Julius Caesar was just another example of how the space you use impacts the production. The New Theater is small, and for this show, was set up in the round, a set of bleacher-like seats on all four sides, and entrances at the four corners. Our seats were right up at the top of one of the sets of seats, so I could look behind me and down into the backstage area. Brilliant.
This set-up made for an extremely minimalistic set (i.e. there wasn’t one)… or maybe they decided on an extremely minimalistic set and arranged the theater accordingly. The actors would occasionally drag out chairs from the wings… or on several occasions, a table. The lack of sets helped draw the audience into the action, taking away all other distractions and putting us right there with the conspirators.
Director Amanda Dehnert made an interesting decision in giving the part of Julius Caesar to a woman, and Vilma Silva did a wonderful job with it. Since the setting was modern, I didn’t have any problem with Caesar being a woman. In fact, her charisma with the crowds (played by the audience with a little help from the rest of the cast) gave her an Evita-esque feel. Since Caesar was a woman, the bit where Caesar’s wife tries to persuade him not to go to the senate on 15 March obviously had to be tweaked. They ended up giving Calpurnia’s dream to Caesar herself, and giving many of Calpurnia’s lines to Mark Antony. This, in turn, gave Caesar and Mark Antony a much more intimate relationship, which worked for me.
The way the stage was set up, the actors spent much of their “off-stage time” sitting practically in the audience.

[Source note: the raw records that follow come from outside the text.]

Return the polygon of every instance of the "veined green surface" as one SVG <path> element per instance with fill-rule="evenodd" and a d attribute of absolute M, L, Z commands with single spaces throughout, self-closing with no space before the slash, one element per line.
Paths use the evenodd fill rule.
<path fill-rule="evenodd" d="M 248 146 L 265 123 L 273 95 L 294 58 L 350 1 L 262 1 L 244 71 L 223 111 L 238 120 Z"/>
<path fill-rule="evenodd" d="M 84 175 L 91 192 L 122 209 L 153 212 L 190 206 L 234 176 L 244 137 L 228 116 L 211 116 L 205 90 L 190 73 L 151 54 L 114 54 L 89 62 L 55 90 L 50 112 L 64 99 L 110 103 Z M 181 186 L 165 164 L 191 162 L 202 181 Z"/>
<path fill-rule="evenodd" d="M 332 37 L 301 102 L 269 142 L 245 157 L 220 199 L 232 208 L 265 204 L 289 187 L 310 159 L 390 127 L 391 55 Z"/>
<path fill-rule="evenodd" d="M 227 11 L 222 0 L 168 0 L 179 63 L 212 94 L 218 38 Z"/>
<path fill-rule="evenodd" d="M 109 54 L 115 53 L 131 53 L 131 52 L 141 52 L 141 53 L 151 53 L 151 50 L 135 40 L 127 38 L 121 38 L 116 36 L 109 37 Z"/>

It felt very informal… and yet it wasn’t distracting at all. Lighting helped draw the attention away from them, but you always knew they were there… watching. And then, once Caesar was killed, her ghost spent the rest of the play on the sidelines, watching, occasionally interacting, especially when someone was killed, which happens a lot since this is a tragedy. Occasionally I would forget that she was there. Then, when I noticed her again, sitting in the audience or hovering somewhere, it gave me chills. It went a long way to emphasizing that this story is bigger than any one person or event, that the ghost of Caesar will never fully leave the conspirators alone, that the consequences of their actions are far-reaching, and that in the end, it was all for naught.

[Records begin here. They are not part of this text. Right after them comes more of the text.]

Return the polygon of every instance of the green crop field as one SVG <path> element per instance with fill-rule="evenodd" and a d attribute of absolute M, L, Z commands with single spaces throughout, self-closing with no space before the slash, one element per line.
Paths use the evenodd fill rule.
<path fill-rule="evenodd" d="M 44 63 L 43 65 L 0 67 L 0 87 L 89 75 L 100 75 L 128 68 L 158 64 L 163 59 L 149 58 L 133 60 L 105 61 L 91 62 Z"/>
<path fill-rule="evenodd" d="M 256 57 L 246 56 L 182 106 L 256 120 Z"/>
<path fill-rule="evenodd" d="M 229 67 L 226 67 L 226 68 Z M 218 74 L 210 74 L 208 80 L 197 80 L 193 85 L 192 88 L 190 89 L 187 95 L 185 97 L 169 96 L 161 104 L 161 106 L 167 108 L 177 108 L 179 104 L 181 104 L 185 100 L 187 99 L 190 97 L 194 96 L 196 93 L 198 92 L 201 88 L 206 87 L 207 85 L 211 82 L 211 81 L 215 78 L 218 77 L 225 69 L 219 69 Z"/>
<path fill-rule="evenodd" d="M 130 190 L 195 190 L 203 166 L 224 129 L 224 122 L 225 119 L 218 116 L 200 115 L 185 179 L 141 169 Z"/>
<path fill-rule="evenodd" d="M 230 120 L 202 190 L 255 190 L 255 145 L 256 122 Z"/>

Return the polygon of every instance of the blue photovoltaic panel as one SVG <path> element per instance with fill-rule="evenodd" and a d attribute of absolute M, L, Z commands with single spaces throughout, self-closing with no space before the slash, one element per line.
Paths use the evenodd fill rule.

And while we’re on the subject of small, the cast for this character-heavy play was very small. The four main actors (playing Julius Caesar, Brutus, Cassius and Mark Antony) were augmented by seven other actors playing all the rest of the parts (24 of them!). It wasn’t always easy to keep all the parts sorted out, but at the time, it didn’t really matter, because the essentials were there. Who really cares, in the long run, if it’s Casca, Cinna, Trebonius or Decius Brutus after all? Danforth Comins played Mark Antony. During the first half I was a little disappointed, because Mark Antony wasn’t the hateful character I remembered him to be. But in the second half, from Antony’s speech at Caesar’s funeral on, he was a nasty piece of work. Gregory Linington was very good as Cassius, I thought. He was impulsive and a firebrand and intense.

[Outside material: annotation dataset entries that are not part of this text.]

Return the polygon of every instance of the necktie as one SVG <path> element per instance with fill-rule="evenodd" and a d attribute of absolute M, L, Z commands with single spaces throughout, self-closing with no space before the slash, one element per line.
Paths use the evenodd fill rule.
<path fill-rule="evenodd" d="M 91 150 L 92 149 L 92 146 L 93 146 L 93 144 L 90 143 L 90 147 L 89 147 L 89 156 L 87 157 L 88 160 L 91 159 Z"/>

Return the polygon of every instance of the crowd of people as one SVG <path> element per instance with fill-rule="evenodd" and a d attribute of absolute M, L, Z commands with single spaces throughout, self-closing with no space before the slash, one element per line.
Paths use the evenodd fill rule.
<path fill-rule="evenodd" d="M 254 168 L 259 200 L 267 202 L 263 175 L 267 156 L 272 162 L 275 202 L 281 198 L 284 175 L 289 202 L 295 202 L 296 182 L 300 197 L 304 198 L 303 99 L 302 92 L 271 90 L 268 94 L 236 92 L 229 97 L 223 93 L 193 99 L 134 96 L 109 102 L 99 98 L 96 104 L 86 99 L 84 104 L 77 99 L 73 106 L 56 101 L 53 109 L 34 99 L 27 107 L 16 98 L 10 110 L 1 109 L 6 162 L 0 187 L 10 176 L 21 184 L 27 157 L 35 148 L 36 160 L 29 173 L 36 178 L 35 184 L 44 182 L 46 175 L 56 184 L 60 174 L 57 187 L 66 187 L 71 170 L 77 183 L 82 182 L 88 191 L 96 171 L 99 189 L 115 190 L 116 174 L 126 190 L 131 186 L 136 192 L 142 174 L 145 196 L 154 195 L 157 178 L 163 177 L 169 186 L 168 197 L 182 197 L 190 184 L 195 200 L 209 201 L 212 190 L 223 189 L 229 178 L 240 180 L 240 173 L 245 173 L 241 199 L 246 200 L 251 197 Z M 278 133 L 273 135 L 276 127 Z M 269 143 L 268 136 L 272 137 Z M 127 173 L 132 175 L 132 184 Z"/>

At the end, as is the case with most of Shakespeare’s tragedies, the stage is literally filled with dead bodies. But over and above all the blood and death, the clever staging and simple but effective special effects, the message of the play stood out: Don’t try this at home; it doesn’t work. And when you think about the political unrest in Elizabeth’s time, it’s easy to see why the politically safe Shakespeare chose this story to tell.